Flora came hammering on my door at some unearthly hour, found me prostrated by migraine, and fetched Doopie to minister to me. Cold compresses and a draught of something pleasantly medicinal. Flora said it’s called Dog Hair.

Whatever it was, it made me sleep, and I woke restored. I think my headache must have been brought on by an unhappy mixture of beverages. A whiskey and soda with Violet and her guests, and then two deceptively strong Russian cocktails at Wally’s.

The dinner was a qualified success. I found the squab a little dry, but the sherbet was delicious and my linens and crystal looked superb. The German did speak English but seemed to find Thelma Furness so fascinating he omitted to turn between courses, and Freddie Crosbie became engrossed in conversation with Benny Thaw, which left me easy prey for Nada Milford Haven who was seated across the table. Wally says she’s not only a marchioness but also a Romanov. I can well believe it. She may have been wearing a gown but that didn’t prevent her foot from romanoving up and down between my knees.

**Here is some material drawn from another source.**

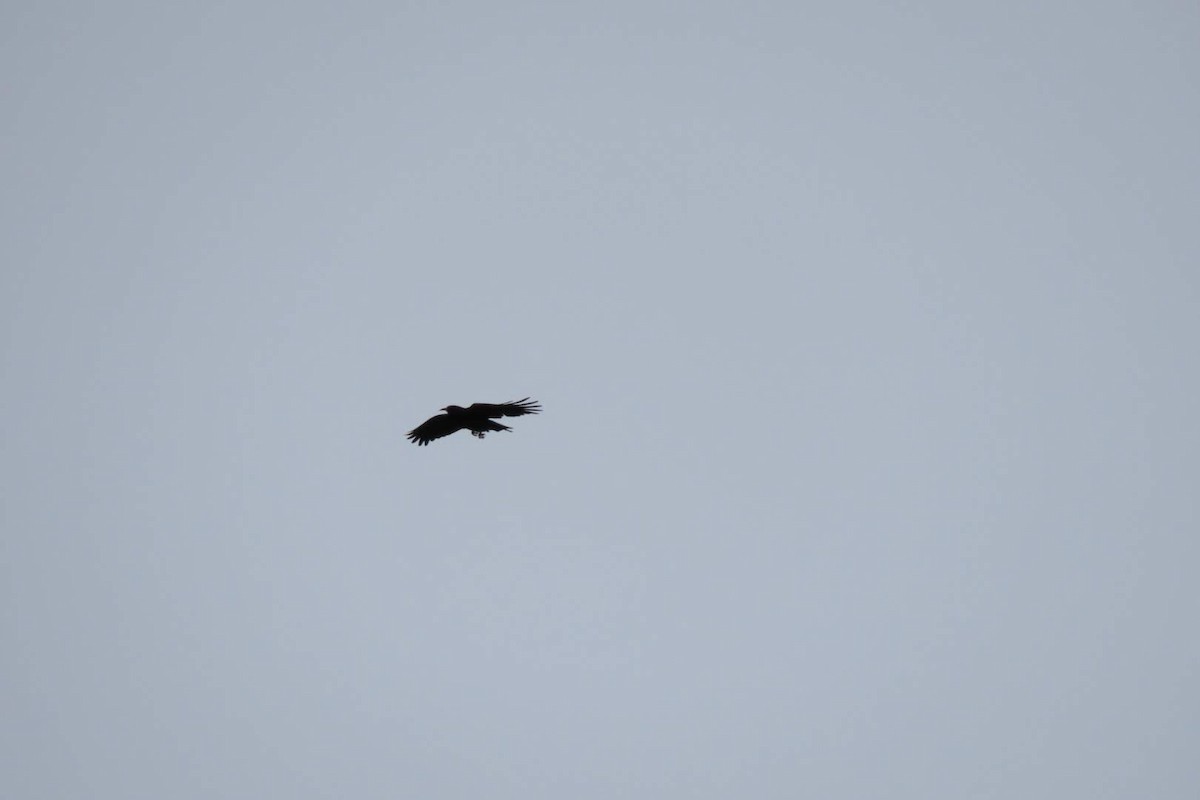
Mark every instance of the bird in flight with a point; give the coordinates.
(475, 417)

Thelma Furness and her sister both have pale, pale complexions and wild black eyebrows. They’re exotic rather than pretty. The Prince of Wales can surely take his pick of the most beautiful women in the world, so he obviously has a taste for the unusual. They’re both very sweet though, and Thelma doesn’t at all trade on her special position. She has a child apparently. I wonder whose it is? Pips says Lord Furness stays in the south of France with a tootsie, so as to leave the field clear for the Prince.

Flora has been tiptoeing in and out, waiting for me to be awake enough to inspect a little story she wrote this morning. It was about a good aunt who buys candy and ice cream but then gets sent away by the bad aunts.

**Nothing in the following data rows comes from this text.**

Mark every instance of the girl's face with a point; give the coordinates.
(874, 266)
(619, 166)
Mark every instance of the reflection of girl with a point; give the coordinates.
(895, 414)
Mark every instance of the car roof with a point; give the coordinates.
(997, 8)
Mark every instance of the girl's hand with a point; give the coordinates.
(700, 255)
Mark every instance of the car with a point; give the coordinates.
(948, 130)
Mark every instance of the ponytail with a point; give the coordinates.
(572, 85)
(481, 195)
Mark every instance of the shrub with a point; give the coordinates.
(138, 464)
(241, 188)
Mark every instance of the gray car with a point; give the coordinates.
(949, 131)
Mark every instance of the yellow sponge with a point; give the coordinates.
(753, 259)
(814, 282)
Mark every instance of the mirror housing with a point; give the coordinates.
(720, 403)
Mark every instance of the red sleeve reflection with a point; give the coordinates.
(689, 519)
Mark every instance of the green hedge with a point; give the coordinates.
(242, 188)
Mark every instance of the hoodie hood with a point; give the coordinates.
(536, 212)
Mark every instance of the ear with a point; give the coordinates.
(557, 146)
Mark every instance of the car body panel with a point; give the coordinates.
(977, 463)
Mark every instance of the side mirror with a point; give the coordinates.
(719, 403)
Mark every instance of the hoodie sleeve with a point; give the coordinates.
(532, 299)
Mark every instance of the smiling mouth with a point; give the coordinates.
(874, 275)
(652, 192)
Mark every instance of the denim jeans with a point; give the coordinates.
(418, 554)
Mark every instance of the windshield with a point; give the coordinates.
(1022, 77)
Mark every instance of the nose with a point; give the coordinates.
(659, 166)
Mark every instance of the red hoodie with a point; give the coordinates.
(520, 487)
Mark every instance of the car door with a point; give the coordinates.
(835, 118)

She said, “Daddy said you were a loose cannon. Why did he?”

That’s because I uttered the forbidden F word in the drawing room last evening.

Henry Harewood asked where I was off to in such a hurry, and I told him I was dining with Lady Furness. I only said it to provoke Violet. How was I to know Mary Harewood is the Prince of Wales’s sister? The Royalties can be so confusing with their multitude of names. She, being the daughter, the one and only, of the King and Queen, is the Princess Royal, but she married Lord Harewood and likes to use his name. Odd. I’m sure if I were the Princess Royal, nothing would part me from my title. She’s a homely little creature, too. Not my idea of a princess at all.

Rory and Ulick will be home from school on Friday.